Per cell cost estimate
The per cell library preparation cost is conservatively estimated (assuming only 1200 single cells captured per chip) at 98¢/cell: (1) Takara Bio ICELL8 chip (52¢/cell), (2) Illumina Tn5 (24¢/cell), (3) e2Tak polymerase (4¢/cell). The per cell sequencing cost at the depth used for this report is approximately 17¢/cell; other reagents contribute less than 1% additionally, yielding a total scATAC-seq cost of 98¢ per cell.
Data analysis
Illumina sequencing reads in BCL format were demultiplexed by single-cell barcode to fastq files using bcl2fastq (Illumina) according to the manufacturer’s manual. Reads were trimmed using Cutadapt16 (parameters: -a Trans2_rc = CTGTCTCTTATACACATCTCCGAGCCCACGAGA CA, Trans 1_rc=CTGTCTCTTATACACATCTGACG CTGCCGACGA) and aligned to either the human (hg19) or mouse (mm9) genomes using Bowtie217. Mitochondrial reads were removed prior to downstream analysis. PCR duplicates were identified and removed if either the start or end position was shared with another sequencing read. Library complexity estimates were performed using Picard Tools MarkDuplicates utilities (https://broad-institute.github.io/picard/). Accessible chromatin regions (peaks) were determined using MACS218 (parameters: --format BAMPE --nomodel --call-summits --nolambda --keep-dup all) for mouse embryonic stem cells (mESCs) and human lymphoblastoid (GM12878) cells. A previously published accessible peak set for hematopoiesis was used for PBMC, T and B cell analysis1. Single cells were selected based on imaging using the supplied ICELL8 CellSelect software (Takara Bio USA) with manufacture settings. Primary PBMCs with fewer than than 500 unique (non-mitochondrial) reads or with less than 20% (10-15% for mESCs and GM12878 cells) of mappable reads lying within peaks were eliminated from subsequent analysis. Bias-corrected deviations in accessibility near transcription factor motifs were calculated using ChromVar9. Hierarchical and k-means clustering as well as tSNE analyses10 were completed using custom R scripts.
Competing Interests
I.M., Alain M., M.B., A.F. are employees at Takara Bio USA, Inc.
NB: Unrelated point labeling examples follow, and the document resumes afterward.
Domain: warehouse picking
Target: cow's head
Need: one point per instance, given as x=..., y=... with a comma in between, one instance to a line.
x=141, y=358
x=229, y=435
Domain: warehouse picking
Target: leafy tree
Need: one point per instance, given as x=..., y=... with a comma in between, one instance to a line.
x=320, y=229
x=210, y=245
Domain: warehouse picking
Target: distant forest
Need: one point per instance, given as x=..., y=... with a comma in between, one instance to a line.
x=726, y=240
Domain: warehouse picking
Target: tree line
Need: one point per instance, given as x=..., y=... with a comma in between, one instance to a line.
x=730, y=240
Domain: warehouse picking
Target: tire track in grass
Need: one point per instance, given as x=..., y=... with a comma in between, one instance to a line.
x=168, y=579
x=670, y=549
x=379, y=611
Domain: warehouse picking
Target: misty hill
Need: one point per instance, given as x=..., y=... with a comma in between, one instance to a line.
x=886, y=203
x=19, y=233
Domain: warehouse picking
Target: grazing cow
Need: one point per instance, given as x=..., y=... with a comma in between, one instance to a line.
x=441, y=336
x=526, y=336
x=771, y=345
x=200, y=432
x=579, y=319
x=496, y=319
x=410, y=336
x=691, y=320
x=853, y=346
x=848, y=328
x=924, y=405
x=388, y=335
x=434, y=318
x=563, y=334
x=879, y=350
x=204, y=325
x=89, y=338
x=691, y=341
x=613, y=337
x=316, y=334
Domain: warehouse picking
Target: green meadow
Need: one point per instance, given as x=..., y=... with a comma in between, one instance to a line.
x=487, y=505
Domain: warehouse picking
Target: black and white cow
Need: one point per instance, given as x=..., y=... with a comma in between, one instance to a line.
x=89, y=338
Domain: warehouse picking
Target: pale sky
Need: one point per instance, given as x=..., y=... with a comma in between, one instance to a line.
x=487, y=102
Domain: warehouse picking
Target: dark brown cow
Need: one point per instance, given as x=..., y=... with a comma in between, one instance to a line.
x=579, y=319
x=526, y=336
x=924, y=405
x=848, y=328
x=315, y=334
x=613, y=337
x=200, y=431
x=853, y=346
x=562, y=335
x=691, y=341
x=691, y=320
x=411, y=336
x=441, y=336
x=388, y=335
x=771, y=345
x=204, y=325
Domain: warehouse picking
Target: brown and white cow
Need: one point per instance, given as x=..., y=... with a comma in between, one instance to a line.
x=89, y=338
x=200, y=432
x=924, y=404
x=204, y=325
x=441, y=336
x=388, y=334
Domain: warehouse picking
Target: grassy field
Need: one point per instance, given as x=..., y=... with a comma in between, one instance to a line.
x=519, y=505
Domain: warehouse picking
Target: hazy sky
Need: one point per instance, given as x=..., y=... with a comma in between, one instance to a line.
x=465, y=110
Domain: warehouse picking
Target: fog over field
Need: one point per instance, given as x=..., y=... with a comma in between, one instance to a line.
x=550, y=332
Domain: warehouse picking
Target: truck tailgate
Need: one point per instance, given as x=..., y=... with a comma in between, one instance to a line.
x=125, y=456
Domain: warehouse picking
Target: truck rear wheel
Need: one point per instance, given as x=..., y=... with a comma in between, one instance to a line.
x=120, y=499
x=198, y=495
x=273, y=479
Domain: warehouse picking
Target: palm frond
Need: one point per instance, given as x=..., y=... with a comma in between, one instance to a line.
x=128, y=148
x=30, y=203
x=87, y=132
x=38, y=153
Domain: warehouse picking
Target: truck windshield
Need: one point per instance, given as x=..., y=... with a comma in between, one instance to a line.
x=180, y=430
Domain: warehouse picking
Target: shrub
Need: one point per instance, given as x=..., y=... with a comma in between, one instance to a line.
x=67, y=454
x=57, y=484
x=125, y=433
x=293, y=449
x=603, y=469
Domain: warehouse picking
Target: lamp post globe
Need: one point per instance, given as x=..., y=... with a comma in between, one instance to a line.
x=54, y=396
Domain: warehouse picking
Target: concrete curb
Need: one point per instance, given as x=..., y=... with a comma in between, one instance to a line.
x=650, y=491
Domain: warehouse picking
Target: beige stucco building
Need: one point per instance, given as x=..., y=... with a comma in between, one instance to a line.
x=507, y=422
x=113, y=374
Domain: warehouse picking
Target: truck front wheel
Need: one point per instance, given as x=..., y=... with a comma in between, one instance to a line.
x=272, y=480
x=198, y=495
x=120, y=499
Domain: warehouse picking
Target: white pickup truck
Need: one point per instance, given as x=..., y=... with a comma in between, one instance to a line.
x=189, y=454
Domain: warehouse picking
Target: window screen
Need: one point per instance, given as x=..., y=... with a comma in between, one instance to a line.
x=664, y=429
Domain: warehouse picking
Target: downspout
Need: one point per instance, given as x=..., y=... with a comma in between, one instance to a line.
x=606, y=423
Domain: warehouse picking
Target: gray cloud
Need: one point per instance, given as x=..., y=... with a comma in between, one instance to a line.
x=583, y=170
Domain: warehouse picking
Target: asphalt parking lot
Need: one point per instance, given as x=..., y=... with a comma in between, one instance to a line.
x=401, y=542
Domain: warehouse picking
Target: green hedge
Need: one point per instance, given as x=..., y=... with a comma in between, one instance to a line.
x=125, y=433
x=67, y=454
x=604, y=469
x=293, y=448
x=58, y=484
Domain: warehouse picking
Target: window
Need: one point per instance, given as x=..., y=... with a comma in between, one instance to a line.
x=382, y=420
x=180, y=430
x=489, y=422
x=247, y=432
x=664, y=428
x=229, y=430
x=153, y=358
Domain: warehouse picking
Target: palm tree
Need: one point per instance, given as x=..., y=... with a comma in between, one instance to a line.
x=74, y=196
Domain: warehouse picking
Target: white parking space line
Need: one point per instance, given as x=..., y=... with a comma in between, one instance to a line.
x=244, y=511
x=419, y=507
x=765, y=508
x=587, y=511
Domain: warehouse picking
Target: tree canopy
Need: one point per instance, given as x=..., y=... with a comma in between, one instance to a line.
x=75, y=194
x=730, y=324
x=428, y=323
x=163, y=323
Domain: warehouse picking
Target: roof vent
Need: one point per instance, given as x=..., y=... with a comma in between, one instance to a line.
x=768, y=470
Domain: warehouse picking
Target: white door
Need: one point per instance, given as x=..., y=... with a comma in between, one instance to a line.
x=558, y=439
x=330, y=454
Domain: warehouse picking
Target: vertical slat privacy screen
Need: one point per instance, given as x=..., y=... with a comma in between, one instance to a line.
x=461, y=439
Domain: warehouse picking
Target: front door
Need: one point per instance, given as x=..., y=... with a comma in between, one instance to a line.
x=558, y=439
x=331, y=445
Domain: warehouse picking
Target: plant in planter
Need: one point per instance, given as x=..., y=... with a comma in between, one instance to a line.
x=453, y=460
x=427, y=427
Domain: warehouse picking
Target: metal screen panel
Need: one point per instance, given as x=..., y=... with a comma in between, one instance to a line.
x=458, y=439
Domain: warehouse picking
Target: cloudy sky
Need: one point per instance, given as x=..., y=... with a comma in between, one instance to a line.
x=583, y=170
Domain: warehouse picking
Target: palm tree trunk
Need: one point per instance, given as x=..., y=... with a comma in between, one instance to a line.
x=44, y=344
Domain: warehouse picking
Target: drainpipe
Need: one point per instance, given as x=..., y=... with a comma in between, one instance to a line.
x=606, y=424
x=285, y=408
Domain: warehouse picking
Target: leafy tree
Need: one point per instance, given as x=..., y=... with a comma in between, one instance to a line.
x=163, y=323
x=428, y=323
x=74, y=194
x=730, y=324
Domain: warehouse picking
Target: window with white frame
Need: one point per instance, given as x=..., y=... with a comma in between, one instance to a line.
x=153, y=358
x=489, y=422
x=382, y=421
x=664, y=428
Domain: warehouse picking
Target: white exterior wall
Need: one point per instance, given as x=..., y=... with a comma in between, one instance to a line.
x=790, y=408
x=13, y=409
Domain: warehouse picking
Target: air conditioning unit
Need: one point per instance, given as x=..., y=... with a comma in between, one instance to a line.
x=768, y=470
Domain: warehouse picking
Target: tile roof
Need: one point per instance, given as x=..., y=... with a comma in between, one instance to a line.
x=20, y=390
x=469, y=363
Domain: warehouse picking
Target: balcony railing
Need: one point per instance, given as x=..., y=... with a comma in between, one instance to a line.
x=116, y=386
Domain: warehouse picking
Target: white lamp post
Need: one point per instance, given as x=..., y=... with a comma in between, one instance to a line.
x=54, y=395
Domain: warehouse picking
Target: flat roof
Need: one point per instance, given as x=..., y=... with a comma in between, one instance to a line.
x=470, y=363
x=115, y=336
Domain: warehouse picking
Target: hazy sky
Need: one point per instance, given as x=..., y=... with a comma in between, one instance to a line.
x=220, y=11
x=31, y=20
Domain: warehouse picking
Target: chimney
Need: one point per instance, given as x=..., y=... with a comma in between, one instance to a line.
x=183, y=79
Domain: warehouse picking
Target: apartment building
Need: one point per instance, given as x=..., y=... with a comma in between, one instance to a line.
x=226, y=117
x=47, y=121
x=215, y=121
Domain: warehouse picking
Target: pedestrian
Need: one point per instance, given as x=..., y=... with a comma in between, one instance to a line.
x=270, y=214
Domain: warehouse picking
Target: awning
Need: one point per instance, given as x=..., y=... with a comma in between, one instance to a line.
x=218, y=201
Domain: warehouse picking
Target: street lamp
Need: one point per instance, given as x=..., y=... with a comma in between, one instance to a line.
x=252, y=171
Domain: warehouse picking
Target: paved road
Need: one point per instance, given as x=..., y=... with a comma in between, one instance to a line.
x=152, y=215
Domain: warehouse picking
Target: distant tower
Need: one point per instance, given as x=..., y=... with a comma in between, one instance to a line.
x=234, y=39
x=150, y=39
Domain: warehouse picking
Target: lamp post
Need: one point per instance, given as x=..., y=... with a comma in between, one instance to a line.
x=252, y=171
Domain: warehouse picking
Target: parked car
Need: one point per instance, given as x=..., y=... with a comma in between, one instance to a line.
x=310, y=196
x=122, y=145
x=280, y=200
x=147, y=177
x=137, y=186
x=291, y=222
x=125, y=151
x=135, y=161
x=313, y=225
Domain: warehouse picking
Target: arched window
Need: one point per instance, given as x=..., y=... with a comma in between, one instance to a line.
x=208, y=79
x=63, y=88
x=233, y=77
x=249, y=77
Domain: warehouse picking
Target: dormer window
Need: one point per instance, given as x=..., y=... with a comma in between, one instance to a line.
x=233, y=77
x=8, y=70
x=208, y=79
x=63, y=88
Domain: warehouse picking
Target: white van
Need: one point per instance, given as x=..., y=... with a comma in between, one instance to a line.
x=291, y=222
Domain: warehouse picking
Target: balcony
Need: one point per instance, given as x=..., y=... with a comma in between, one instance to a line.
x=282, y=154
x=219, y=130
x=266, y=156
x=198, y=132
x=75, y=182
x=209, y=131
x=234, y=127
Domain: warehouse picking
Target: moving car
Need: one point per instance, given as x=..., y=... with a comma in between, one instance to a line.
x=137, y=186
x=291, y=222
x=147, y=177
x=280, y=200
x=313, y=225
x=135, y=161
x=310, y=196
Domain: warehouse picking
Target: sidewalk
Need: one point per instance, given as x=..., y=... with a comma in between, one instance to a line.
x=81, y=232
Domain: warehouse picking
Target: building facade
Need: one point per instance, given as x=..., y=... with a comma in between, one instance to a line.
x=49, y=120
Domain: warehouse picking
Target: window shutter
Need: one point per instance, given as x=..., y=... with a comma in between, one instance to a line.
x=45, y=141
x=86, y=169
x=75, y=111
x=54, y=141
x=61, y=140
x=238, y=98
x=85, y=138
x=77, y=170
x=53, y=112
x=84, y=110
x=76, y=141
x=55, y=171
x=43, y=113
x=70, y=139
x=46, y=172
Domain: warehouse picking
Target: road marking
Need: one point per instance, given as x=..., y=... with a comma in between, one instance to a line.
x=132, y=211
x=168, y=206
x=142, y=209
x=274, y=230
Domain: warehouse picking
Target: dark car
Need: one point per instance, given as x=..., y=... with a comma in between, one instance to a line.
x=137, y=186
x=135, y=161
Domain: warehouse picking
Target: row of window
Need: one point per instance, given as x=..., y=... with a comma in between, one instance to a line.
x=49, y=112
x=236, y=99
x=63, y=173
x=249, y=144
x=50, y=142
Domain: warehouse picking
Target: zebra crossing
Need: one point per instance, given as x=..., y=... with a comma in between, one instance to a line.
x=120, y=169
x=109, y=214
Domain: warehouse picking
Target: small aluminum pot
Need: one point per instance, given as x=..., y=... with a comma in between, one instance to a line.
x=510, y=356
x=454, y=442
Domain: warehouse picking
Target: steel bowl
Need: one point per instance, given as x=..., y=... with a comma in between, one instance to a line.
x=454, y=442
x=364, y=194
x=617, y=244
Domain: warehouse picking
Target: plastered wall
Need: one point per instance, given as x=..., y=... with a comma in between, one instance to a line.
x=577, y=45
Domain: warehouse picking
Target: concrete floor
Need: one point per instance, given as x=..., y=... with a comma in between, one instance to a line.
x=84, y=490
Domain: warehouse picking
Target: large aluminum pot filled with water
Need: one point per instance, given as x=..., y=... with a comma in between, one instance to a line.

S.K. presented the described work on behalf of Takara Bio USA, Inc. at the Advances in Genome Biology and Technology General Meeting (2018), but has no financial interest in this work. W.G. is a scientific co-founder of Epinomics and a consultant for 10X genomics. Stanford University has filed a provisional patent application on the ATAC-seq methods described and W.G. is named as an inventor. Anja M., K.B., P.F., and S.L. declare no competing financial interests.
Acknowledgments
Anja M. is supported by the Swedish Research Council (grant 2015-06403). S.K. is supported by a T32 Ruth L. Kirschstein National Research Service Award (Institutional Training Grant in Genome Science NIH 5 T32 HG000044). This work was supported by NIH (P50HG007735 and UM1HG009442 and U19AI057266 to W.J.G.), the Rita Allen Foundation (to W.J.G.), the Baxter Foundation Faculty Scholar Grant, and the Human Frontiers Science Program grant RGY006S (to W.J.G), and the Joint Institute for Metrology in Biology. W.J.G is a Chan Zuckerberg Biohub investigator and acknowledges grants 2017-174468 and 2018-182817 from the Chan Zuckerberg Initiative.